Plusieurs choses, et surtout, beaucoup de mouvements cette semaine. Alors que tout peut être calme, et ce pendant des mois et des mois, la tempête se lève immanquablement, et ce toujours au même moment, à la période des vacances en fin d'année.
Et oui, c'est officieux, mais je suis en vacances. Les au revoir pour certains, et les adieux pour d'autres n'ont pas été faciles, loin de là. Et même, pour beaucoup de personnes, j'avais sous estimé la sensation que je pensais un jour ressentir à l'idée de ne plus les revoir. Je m'étais attaché à ce petit monde.
J'ai aussi remonté processionnellement une ultime fois le couloir du rez-de-chaussée de mon bahut, avec les larmes aux yeux, le plus humainement du monde. Ce long couloir, toujours sombre, humide, bruyant ou silencieux, des fois désert, d'autres fois bondé de morveux.

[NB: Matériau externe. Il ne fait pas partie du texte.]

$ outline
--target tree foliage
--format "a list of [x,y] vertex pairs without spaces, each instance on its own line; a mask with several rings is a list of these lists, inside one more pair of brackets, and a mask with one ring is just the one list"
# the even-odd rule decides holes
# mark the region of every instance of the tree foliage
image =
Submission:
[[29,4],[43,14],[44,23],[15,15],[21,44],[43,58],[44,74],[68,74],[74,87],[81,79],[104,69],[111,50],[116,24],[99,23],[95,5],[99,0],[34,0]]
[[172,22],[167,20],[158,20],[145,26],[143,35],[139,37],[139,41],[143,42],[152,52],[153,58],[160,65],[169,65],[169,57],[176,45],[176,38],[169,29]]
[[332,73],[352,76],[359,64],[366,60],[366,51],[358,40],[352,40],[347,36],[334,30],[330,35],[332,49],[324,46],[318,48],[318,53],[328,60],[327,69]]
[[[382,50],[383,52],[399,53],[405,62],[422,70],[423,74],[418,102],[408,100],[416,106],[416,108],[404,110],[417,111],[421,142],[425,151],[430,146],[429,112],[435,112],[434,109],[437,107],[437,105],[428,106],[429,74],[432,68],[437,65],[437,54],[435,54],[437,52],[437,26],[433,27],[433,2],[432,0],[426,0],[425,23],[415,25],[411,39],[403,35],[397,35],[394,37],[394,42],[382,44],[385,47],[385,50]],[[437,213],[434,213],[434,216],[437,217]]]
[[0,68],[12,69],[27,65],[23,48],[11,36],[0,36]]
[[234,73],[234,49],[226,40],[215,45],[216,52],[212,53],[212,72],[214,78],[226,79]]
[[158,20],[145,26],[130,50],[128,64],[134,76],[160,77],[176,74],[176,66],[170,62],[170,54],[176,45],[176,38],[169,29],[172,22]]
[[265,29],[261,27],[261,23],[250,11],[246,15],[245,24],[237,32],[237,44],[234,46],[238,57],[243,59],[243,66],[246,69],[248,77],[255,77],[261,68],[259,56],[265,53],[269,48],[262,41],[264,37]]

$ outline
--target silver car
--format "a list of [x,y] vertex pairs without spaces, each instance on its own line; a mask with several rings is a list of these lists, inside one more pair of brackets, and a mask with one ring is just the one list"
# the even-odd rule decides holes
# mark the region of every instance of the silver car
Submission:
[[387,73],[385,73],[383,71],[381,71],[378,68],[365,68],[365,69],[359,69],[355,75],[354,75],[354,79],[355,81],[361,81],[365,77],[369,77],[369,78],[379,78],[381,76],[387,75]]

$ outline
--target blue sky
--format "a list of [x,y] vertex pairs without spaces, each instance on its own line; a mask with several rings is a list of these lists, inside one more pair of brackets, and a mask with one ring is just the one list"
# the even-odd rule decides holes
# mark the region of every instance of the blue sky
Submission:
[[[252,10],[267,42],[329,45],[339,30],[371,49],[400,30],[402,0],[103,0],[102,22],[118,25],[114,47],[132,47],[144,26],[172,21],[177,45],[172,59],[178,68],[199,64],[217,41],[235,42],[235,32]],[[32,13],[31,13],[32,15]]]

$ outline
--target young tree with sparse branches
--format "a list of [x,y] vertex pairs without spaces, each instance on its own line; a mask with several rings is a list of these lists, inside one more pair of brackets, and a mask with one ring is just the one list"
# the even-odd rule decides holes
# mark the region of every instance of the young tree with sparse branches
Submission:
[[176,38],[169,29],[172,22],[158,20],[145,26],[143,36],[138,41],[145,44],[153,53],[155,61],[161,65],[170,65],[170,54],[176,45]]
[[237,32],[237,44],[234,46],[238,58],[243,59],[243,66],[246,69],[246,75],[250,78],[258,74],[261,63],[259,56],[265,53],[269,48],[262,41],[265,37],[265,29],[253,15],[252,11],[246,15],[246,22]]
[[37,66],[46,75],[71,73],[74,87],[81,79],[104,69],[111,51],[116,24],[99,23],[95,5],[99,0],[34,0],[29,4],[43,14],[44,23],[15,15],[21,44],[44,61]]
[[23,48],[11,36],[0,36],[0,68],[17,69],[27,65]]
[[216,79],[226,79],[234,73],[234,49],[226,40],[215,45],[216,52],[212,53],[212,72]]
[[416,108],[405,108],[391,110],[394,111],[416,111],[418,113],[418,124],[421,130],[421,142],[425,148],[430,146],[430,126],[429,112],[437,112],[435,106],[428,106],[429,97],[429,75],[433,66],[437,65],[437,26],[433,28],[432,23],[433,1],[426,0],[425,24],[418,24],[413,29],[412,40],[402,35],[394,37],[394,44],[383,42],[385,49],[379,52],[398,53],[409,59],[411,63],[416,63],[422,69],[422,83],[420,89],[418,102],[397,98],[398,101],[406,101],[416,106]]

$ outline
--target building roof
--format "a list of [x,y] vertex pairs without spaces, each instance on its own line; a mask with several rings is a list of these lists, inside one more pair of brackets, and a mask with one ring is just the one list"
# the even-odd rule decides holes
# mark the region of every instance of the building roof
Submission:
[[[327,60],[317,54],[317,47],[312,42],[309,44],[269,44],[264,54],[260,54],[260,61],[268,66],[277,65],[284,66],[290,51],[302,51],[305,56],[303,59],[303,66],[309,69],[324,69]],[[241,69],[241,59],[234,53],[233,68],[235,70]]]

J'ai retenu mes larmes, durant toutes la remonté, le passage dans la cours de récréation du collège, devant la salle des prof.
Bien sur, comme le monde est bien fait, mon prof de français était sur mon chemin, pas loin de sa fille, mais tout de même présentement là.
- Aurevoir Monsieur
- Oui, aurevoir ! Bonne vacances !
- Et Adieux !
- Ah oui, c'est vrai que tu parts...
- En effet, et là c'est dur, c'est très dur...
[...]
J'avais besoin de le voir, j'avais besoin de ses paroles, j'avais besoin de lui dire au revoir.
D'une voix paternelle et protectrice, et moi, lui répondant d'une voix larmoyante bien qu'amplement contrôlée, il a essayé de me rassurer et de m'encourager.
Il m'en faudra plus pour me décourager, Choupi.
Mes attaches aux murs comme aux profs que j'ai pu avoir sont charnelles. A dire vrai, ça a peut-être du bon, deux ans de plus dans ce cocon, et je m'y faisais pion, puis enseignant.
Et encore, si ils m'avaient détesté, tous, s'eut été plus simple. Mais non.
Ma prof d'espagnol que je croise ce matin, qui elle aussi m'a mis les larmes aux yeux, prouvant ainsi mon hypersensibilité refoulée.
- On va beaucoup te regretter...
M'a-t-elle dit en enfonçant son regard dans le mien.
Enfin bref, j'ai réussis à faire un pseudo au revoir au bahut. Officiellement, j'eut du le faire demain, mais les au revoirs qui s'éternisent, je kiff moyen.
Cette semaine qui vient de s'achever a aussi été rythmée par des rebondissements internes sans précédents, mais la mer semble retrouver son calme.